(Catatan "Perseteruan" Saya dengan Seorang Syarifah yang Berujung Pemblokiran Seluruh Akun Medsos Saya)
Pada 13 Mei 2023, saya ngetwit (semenjak Twitter menjadi X, istilah "twit" sudah berubah menjadi "posting") begini:
"Kabilah Quraisy tidak banyak melahirkan para penyair. Hassan bin Tsabit yang dianggap sebagai penyair Nabi paling hebat bukan dari Quraisy, melainkan dari Khazraj. Dan yang mengalahkan para penyair Quraisy di era Nabi adalah Hassan bin Tsabit. Dalam kepenyairan, Quraisy lemah!"
Tentu saja yang saya maksud sebagai penyair bukan sekadar orang yang menggubah puisi, melainkan penyair unggulan yang reputasinya diakui oleh para kritikus ternama.
Cuitan tersebut lalu saya posting di story Instagram.
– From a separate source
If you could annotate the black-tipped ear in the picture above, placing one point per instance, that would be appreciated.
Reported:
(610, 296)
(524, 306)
Tak lama kemudian, seorang teman yang merupakan seorang syarifah (sebut saja Syarifah X) membalas story tersebut dengan bantahan yang sangat serius. Saya pun semakin antusias. Jujur saja, momen semacam ini memang selalu saya nantikan. Tak ada yang lebih menyenangkan daripada pertukaran ide dan gagasan, atau koreksi bahkan sanggahan terhadap suatu pandangan.
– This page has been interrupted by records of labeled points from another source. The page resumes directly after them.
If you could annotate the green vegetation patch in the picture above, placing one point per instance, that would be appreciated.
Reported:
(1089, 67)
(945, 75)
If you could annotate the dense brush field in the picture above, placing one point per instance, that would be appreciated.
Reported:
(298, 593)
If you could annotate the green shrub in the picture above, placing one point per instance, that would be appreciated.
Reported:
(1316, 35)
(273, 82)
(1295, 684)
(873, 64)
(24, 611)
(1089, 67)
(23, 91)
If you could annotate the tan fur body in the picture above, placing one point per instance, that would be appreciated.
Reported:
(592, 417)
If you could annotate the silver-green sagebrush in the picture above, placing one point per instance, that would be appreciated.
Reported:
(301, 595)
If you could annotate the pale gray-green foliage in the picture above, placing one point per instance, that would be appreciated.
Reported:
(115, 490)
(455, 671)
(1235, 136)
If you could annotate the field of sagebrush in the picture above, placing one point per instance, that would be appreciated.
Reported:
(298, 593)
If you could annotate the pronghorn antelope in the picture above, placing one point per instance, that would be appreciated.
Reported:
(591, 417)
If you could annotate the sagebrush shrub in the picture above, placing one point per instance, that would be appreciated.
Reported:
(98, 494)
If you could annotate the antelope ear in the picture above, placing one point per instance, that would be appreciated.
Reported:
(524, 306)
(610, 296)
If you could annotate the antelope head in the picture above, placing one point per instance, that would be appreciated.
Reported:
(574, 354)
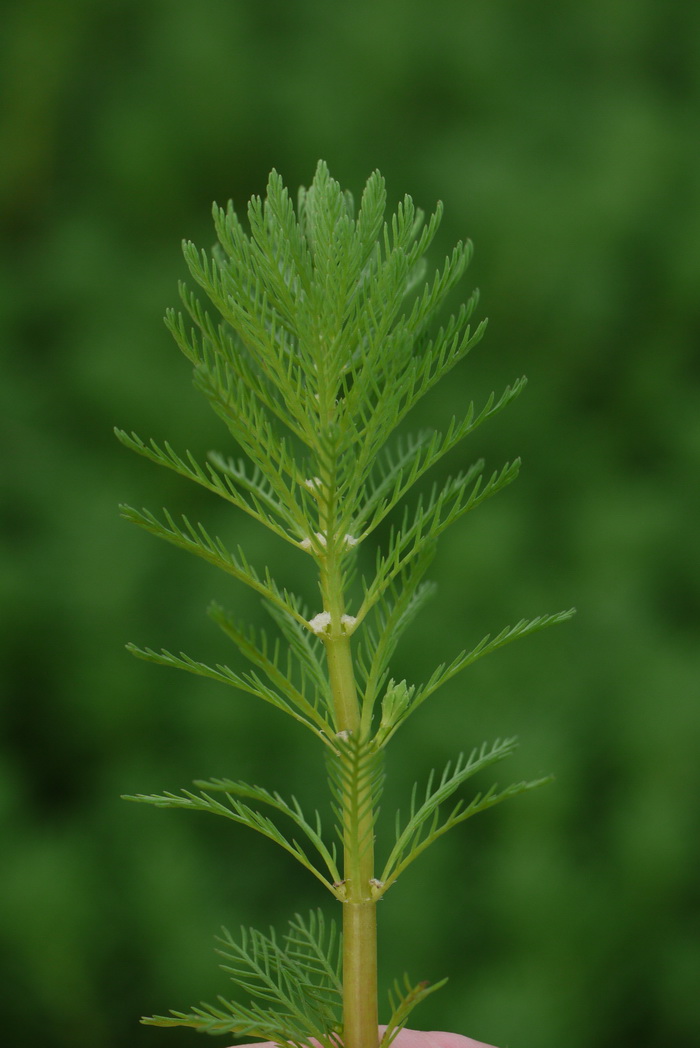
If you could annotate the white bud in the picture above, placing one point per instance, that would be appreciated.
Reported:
(320, 624)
Jangankan suatu bidang yang tidak saya pahami sama sekali (sebut saja masalah nasab, misalnya), bidang yang cukup intens saya tekuni sekalipun, seperti kajian sastra dan kebudayaan Arab klasik, nyatanya masih menyisakan banyak sekali ruang gelap yang tak sepenuhnya saya tahu. Saya selalu meyakini bahwa keterbatasan itu nyata, dalam segala hal. Itulah sebabnya saya selalu menyiapkan dada yang lapang untuk menampung segala kritik dan pandangan yang berbeda. Bagi saya, ikhtiar melapangkan dada adalah sebaik-baik cara untuk menundukkan sikap-sikap arogan.
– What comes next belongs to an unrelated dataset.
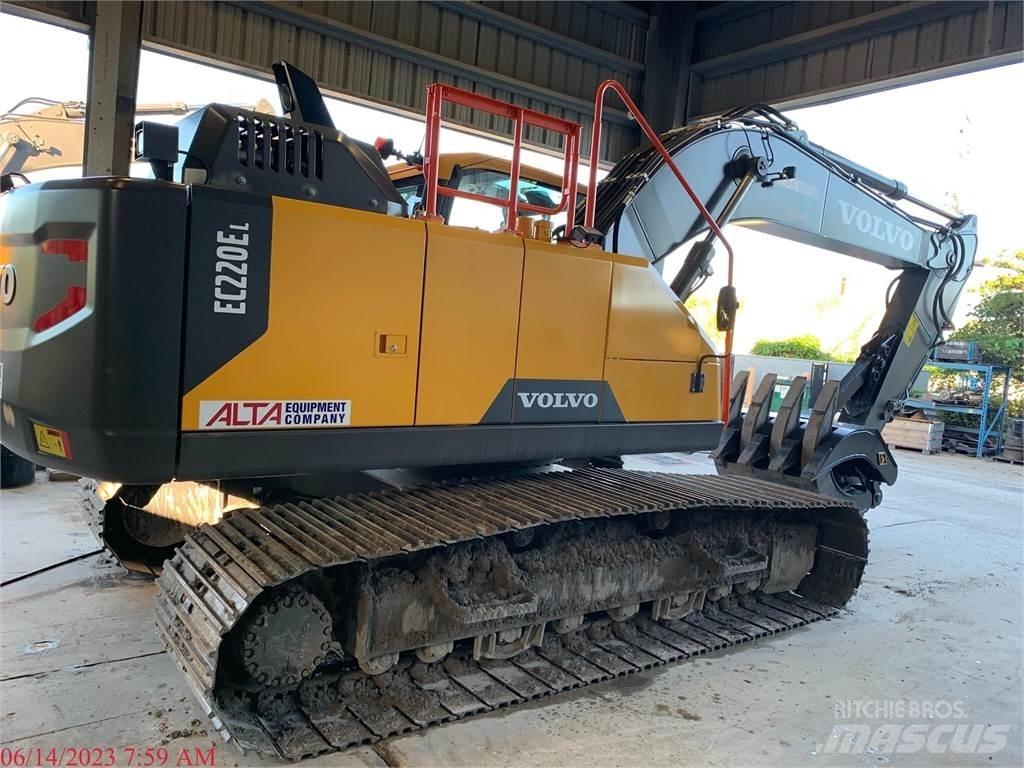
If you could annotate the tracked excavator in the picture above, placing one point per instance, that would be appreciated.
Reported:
(267, 322)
Saya dan Syarifah X sama-sama punya minat pada puisi Arab klasik. Kami juga menekuni tokoh-tokoh yang sama, sebut saja al-Mutanabbi, al-Ashma’i, al-Jahidh, dan masih banyak nama lainnya. Kami dulu sering berdiskusi banyak hal seputar sastra Arab dan saling berbagi bahan bacaan. Tapi itu dulu, sebelum pintu silaturrahim ia tutup dengan alasan yang sangat konyol dan naif: anti-intelektualisme!
Jadi begini..
Pertama, Syarifah X membantah cuitan saya tersebut dengan mengatakan bahwa kabilah Quraisy tidak seperti yang saya sebutkan. Menurutnya, Quraisy punya banyak penyair yang diakui kehebatannya. Ia menyebut Abu al-Thayyib al-Mutanabbi dan al-Fadhl bin al-Abbas bin Utbah, dua penyair dari zaman yang berbeda sebagai representasi Quraisy. Sampai di sini saya mulai merasa aneh, sejak kapan al-Mutanabbi, penyair dari Abbasiyah disebut seorang Quraisy?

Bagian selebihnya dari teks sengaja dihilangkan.